We conducted a retrospective chart review of patients diagnosed and treated for uveal melanoma at the Cole Eye Institute from the year 2003 to 2011. Inclusion criteria included patients with a diagnosis of primary uveal melanoma that were assessed using a standardized protocol; initial staging with contrast enhanced CT scan of the chest, abdomen and pelvis immediately prior to the treatment of the primary and subsequent surveillance with hepatic function panel and liver ultrasound (USG) every six months. Abnormal USG findings that were not present on baseline CT were categorized as cyst and hemangioma, indeterminate lesion, suspicious for metastases, and consistent with metastases. Lesions that were indeterminate, suspicious or consistent for metastases were further evaluated by a CT/MRI or PET scan and the diagnosis of metastatic lesion was confirmed with a tissue biopsy. The rest were serially imaged by USG.

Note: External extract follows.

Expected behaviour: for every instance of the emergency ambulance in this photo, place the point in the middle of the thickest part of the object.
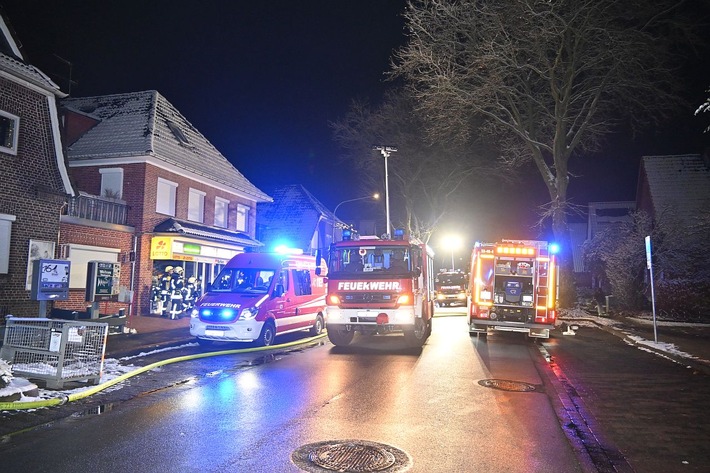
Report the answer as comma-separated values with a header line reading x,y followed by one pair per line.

A total of 265 patients were included in the study. 2 patients (0.8%) were found to have metastases at initial staging. The liver USG scan data (1390 scans) was analyzed for 263 patients. The number of scans per patient ranged from 1 to 17 (mean: 5.3), performed over a median period of 34 months (range: 0.2-125). Overall 86 scans of 71 patients [27%] were reported as abnormal (Table 1). 36 (13.6%) had biopsy confirmed hepatic metastases (Table 2). None of the patients with indeterminate lesions developed metastases where as only one patient initially diagnosed with a cyst was later found to have metastasis. 30 of the 45 patients with suspicious lesions (66.7%) and 100% of patients with consistent lesions proved to have a positive biopsy (positive predictive value of 53%).


Periodic ultrasonography of the liver performed as part of systemic surveillance protocol is able to identify asymptomatic metastatic lesions. However, because of its low positive predictive value other imaging techniques need to be evaluated.